La piedad (Eduardo Casanova)

Eduardo Casanova se proclama como líder indiscutible de la imperfección. Un dictador multicromático, un azotador de la integridad. Su nuevo panfleto propagandístico se titula La piedad.

El director sigue el camino de lo estético abusando de toda la gama de Pantone rosa en contraste con la fealdad inequívoca del hombre plasmada visualmente. Es su marca, algo que encontramos en sus cortos y la fallida (e inevitablemente llamativa) Pieles, solo que en su último trabajo ha encontrado el modo de sintonizarlo hasta conseguir trazar un claro y elevado mensaje, más allá de la simple provocación que algunos le aluden sin siquiera acercarse a contemplar sus intenciones.

Todos tenemos en mente Pietà, la impactante escultura de Miguel Ángel. No es la primera vez que el cine o incluso la publicidad se hace eco de tan icónica imagen, pero quizá la gracia de esta La piedad de Casanova radique en su reinterpretación, por dar una forma pesada y oscura al amor materno que destila ese frío mármol donde está tallado. Es pura la simbología que se apropia para beneficio propio de su distópica resignificación: donde había serenidad hay sobreprotección, donde el amor era patente solo queda egoísmo irracional, donde unos entienden familia otros solo conocerán la dictadura.

En una época donde el cine de encierro ha tomado una nueva perspectiva, Casanova se nutre de la idea para llevarnos a otro terreno. La exposición es sencilla: Libertad (una impactante Ángela Molina) es madre de Mateo y como tal domina cada uno de sus movimientos. Libertad es la cárcel de Mateo, es la dueña de sus pensamientos y su pegajosa sombra. No conforme con ello, descubrimos una historia paralela donde se reafirma en su intención de narrador visual al despojarnos del sentido del lenguaje. Libertad no es solo una madre sobreprotectora, Libertad es todo un país asiático ahogado en una caprichosa dictadura. Y el amor… una fuente inagotable de necesidades de las que uno no es capaz de escapar.

La piedad es una apuesta seria, inteligente y avinagrada, donde aparece todo lo que podemos suponer que ama su realizador, y a la vez destruye el concepto del amor a cada momento.
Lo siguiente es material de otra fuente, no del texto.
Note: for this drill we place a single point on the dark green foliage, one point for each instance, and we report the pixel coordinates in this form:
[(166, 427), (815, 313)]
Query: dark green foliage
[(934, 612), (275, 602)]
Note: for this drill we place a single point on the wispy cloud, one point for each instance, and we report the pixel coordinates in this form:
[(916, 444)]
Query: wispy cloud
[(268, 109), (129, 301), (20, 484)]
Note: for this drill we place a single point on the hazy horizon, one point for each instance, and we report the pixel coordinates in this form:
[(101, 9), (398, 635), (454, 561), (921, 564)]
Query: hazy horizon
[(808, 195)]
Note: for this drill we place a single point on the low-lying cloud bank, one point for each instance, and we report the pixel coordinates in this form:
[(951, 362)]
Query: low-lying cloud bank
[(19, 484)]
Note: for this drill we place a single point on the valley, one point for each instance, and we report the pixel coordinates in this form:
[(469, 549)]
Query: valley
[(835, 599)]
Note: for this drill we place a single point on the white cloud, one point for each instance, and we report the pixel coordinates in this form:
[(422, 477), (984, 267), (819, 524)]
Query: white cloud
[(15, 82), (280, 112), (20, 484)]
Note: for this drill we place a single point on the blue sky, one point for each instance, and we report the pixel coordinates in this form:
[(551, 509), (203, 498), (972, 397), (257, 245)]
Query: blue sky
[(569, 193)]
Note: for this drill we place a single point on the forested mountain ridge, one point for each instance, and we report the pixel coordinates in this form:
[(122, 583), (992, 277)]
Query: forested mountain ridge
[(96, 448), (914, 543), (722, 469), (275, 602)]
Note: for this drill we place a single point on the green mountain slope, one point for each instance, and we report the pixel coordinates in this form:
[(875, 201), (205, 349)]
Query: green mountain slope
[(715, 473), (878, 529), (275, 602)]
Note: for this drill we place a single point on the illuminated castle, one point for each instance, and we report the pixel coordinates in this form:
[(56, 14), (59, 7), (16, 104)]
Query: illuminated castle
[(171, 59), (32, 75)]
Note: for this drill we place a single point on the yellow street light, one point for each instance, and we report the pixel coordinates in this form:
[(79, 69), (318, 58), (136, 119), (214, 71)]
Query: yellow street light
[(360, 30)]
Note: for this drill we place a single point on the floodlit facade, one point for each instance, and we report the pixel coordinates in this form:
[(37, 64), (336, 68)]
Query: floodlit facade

Dentro de su decadencia a pleno color y con detallados escenarios ilusorios, llenos de anécdotas y pasajes irracionales que forman parte del bestiario de Casanova, parece firme a la hora de declarar sus intenciones, y aunque todavía sea irregular su resultado, sin duda no se puede esquivar su gusto por sí mismo y la fe ciega con la que defiende lo que hace, resultando una película triste y devastadora, dentro de una cegadora luminosidad que se traduce en imágenes icónicas y revulsivas, a veces excesivas, a veces inanes, pero siempre dentro de su propio diálogo sordo y mudo, nunca ciego.

De paso, el director se rodea de amigos y conocidos que, ellos sí con fe ciega, se prestan a revolver el lenguaje más allá del diálogo, consiguiendo que la mitomanía respire por todos sus costados, con afilados apuntes y una crítica potente en la lengua de cada uno de ellos. Realmente sorprendente el resultado de La piedad, una apuesta por la que desempolvar ese añejo término de ‹enfant terrible› si es para destacar el noble arte de saber respetar las filias internas y aún así conseguir crecer como narrador, que los excesos y el rosa no escondan un lúcido y explosivo drama sobre madres, muerte y pura desesperación infrahumana. Una guerra mundial dentro de casa es todo lo que necesitábamos.